In certain trades and circumstances I support the alliance carrier structure. They can assist in rationalizing services and calling new ports. However, this agreement is in reality not an alliance or true vessel sharing arrangement. Rather, it is in effect a merger of the top three global liner companies.
This agreement will allow the controlling carrier the ability, when coupled with existing discussion agreements, to deploy its assets along with those of the other two carriers, to dominate vessel competition and narrow shipper options at U.S. ports. Other than the publicity machine of the three would be partners to rally support, there is nothing in the record before us of Americans clamoring for this proposal.
The articulate and experienced comments of American parties involved in our international waterborne trade should have been given greater weight by staff in analyzing the impact of this agreement. However, since the Agency has in essence permitted over 1600 carrier agreements in the last 30 years — never stopping one — and sees nothing potentially harmful with the top three companies in an unprecedented combination, then perhaps the time is at hand for a thorough Executive and Congressional review of the 1984 Act to see how U.S. interests are being served by its current procedures.

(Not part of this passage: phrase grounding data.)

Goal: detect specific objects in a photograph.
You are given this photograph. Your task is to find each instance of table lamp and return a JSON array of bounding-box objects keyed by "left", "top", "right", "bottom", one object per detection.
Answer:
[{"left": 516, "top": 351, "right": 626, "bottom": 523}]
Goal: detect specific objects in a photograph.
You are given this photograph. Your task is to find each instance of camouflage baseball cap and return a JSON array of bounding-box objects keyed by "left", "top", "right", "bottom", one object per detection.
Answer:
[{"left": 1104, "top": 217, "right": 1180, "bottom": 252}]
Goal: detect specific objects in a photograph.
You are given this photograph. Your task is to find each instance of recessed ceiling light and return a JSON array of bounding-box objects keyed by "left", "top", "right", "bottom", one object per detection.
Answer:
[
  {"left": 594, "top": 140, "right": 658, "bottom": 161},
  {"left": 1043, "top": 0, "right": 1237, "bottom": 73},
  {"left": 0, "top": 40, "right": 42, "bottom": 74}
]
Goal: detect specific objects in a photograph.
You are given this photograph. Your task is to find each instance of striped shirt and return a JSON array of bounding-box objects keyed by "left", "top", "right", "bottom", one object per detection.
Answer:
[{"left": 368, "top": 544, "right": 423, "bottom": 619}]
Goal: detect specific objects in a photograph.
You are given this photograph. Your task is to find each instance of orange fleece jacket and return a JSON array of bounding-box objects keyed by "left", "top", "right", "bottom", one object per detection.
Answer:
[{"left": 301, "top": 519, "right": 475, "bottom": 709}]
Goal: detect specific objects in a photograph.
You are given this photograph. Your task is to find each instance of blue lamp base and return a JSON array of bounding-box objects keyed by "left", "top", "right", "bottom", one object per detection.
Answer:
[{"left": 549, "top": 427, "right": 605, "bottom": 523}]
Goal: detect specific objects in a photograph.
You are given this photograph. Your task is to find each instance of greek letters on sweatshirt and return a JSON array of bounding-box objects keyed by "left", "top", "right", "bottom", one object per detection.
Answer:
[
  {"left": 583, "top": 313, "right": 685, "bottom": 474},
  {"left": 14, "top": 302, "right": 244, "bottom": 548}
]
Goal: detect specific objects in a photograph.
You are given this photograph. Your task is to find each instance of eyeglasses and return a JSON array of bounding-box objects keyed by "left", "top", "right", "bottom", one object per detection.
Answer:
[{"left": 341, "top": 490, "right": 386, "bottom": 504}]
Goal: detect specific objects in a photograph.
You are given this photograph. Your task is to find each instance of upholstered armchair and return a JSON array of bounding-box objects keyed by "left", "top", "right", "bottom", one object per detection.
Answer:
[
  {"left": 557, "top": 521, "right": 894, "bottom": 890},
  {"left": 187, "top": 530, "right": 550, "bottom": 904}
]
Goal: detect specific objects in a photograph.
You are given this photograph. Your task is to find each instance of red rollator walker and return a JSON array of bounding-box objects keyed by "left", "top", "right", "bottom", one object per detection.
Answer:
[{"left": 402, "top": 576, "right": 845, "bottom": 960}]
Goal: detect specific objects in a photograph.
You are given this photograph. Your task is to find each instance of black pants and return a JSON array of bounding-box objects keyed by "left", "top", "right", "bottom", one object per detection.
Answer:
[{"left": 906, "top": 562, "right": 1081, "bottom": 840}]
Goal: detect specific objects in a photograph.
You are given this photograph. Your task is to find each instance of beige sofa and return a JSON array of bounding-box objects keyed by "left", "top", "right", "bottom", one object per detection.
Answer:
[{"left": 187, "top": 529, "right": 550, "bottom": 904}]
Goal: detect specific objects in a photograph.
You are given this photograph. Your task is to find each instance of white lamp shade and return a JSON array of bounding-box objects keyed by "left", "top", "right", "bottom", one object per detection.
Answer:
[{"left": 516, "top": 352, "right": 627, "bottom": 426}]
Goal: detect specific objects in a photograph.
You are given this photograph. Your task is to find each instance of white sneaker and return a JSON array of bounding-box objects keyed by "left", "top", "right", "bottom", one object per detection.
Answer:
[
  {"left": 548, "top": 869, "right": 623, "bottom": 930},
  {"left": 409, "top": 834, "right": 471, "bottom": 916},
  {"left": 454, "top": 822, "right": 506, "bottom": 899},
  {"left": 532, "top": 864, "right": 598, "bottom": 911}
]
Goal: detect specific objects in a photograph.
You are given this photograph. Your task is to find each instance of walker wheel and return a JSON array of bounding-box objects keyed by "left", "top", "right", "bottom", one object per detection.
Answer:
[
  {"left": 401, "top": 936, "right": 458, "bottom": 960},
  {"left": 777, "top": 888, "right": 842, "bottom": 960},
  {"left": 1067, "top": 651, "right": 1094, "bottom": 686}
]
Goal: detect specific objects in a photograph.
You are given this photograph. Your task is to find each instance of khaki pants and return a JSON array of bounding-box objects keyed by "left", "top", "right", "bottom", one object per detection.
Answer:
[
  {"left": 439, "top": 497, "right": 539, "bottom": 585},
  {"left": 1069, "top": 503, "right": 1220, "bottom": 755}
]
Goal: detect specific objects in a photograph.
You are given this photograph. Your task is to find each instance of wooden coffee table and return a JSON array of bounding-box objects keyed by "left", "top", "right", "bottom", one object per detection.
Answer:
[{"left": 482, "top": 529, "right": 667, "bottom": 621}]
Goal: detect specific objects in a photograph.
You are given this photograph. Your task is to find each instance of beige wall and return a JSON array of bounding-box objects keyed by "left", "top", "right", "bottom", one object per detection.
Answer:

Finally, from observing our industry over forty years from a variety of perspectives, I feel if we allow this agreement to take effect, it will become a model precedent. The United States, the European Union, the People’s Republic of China or any other regulatory authority will be hampered in protecting their national maritime interests in direct or cross trades. After nearly a decade of turbulence in the liner market, the last thing needed is this device designed solely to fill the largest ships of the controlling carrier at the expense, as one commentator has expressed it, of the world’s maritime architecture. The filing parties have every right to apply for this unique status under our anti-trust laws, however there is nothing in the statutes or regulations we administer requiring we grant the parties’ request to solve self-inflicted operational and commercial problems.
Therefore, I vote no and hope the Commission joins with me to seek a 6(g) injunction in this matter.